There’s a passage in the Vulgate I recently came across isolated from its usual context: ‘Sicut nycticorax in domicilio’ (Psalm 102, 7: “I am like a night raven in the house”)—and I was struck by its resemblance to Caliban’s mother’s name, Sycorax.

I know Wikipedia is not the surest guide, but their summary of scholars’ conjectures to date seems to me more far-fetched than this verbal echo of St Jerome’s translation of the Psalms (found in the Divine Office, of course). Here’s Wiki:

“Several competing linguistic theories have been put forth. Some scholars argue that her name may be a combination of the Greek sus (‘pig’) and korax (‘crow’).
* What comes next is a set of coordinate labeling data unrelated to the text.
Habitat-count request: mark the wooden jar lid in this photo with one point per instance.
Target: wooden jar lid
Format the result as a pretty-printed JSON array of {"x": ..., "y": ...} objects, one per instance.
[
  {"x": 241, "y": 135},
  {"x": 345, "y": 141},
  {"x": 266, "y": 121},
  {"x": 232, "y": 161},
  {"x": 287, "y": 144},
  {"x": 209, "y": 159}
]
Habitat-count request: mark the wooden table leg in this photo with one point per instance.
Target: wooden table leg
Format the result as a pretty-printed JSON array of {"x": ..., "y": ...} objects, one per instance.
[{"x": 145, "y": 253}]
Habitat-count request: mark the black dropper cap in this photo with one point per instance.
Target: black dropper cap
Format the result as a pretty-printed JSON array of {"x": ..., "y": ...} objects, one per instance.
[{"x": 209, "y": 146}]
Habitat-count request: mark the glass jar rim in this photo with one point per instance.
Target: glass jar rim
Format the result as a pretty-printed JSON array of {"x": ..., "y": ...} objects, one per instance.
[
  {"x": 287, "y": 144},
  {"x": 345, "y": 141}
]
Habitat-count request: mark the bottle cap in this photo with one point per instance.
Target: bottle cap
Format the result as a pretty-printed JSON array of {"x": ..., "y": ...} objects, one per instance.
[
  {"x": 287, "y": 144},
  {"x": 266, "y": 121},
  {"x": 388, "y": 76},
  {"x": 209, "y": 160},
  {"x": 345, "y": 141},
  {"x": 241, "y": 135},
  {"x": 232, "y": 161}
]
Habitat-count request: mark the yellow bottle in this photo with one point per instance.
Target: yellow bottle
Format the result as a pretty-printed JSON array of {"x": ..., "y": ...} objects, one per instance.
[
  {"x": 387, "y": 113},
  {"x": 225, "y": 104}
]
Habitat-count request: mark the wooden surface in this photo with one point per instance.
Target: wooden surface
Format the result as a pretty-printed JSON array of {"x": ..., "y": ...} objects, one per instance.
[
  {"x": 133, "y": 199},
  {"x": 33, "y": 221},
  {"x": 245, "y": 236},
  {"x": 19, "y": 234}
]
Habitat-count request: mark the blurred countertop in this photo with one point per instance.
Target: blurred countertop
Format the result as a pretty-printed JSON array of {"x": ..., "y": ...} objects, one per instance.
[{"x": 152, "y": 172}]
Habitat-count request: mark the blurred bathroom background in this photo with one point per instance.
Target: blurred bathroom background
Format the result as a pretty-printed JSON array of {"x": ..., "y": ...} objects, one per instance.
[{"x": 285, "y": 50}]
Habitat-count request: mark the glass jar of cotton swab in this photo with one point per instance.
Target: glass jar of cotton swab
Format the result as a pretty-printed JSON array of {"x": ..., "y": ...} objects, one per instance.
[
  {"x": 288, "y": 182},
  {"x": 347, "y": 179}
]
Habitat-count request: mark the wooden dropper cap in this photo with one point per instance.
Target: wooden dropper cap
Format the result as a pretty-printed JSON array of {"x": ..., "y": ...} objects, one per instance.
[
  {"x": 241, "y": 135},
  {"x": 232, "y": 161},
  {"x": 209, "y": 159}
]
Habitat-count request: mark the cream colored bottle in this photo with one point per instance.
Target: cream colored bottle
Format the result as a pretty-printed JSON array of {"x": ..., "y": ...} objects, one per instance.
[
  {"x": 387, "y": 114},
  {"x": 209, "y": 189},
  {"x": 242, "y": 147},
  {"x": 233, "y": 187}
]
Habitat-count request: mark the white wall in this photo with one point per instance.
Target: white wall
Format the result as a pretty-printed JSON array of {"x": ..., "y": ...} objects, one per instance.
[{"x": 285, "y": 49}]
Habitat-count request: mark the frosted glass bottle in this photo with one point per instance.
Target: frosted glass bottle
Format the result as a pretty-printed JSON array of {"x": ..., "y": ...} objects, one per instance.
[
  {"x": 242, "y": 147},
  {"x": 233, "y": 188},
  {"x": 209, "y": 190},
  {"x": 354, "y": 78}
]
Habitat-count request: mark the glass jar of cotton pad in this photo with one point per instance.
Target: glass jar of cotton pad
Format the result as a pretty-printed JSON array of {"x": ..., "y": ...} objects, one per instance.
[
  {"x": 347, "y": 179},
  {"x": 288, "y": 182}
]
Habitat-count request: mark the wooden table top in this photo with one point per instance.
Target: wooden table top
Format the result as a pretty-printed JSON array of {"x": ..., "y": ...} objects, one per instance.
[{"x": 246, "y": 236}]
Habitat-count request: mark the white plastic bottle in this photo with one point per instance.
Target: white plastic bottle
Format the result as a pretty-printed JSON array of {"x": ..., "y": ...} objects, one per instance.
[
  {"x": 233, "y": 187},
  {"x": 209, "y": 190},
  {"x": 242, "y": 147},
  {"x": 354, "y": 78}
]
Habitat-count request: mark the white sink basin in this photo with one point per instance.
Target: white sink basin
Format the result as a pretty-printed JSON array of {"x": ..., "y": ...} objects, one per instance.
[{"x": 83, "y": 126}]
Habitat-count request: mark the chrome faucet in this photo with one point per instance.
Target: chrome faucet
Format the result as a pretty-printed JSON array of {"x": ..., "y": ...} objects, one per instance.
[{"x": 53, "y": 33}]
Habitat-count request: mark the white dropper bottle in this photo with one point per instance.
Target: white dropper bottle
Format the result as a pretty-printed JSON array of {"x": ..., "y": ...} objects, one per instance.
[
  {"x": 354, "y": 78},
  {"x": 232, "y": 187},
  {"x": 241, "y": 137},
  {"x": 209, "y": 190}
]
Another rough translation produces the phrase ‘the Scythian raven’, an etymological description of Medea. (Batman upon Bartheme, a play which Shakespeare may have been aware of, contains a raven called Corax.) Also, psychorrhax (‘heartbreaker’), may be a play on the Greek word psychoraggia (‘death struggle’). One critic searched for a connection to Sycorax’s North African heritage, and found a parallel in Shokereth שוקרת, a Hebrew word meaning ‘deceiver’. Another recent idea suggests that, for thematic as well as historical reasons, the name is the reverberant combination of syllables in the name Corax of Syracuse—the oft acknowledged founder of rhetoric and worthy, fictionalized rival of Prospero”.

It’s perhaps significant that The Tempest is usually regarded as having the only plot invented by Shakespeare. Of course this might not amount to anything—but then again, it might.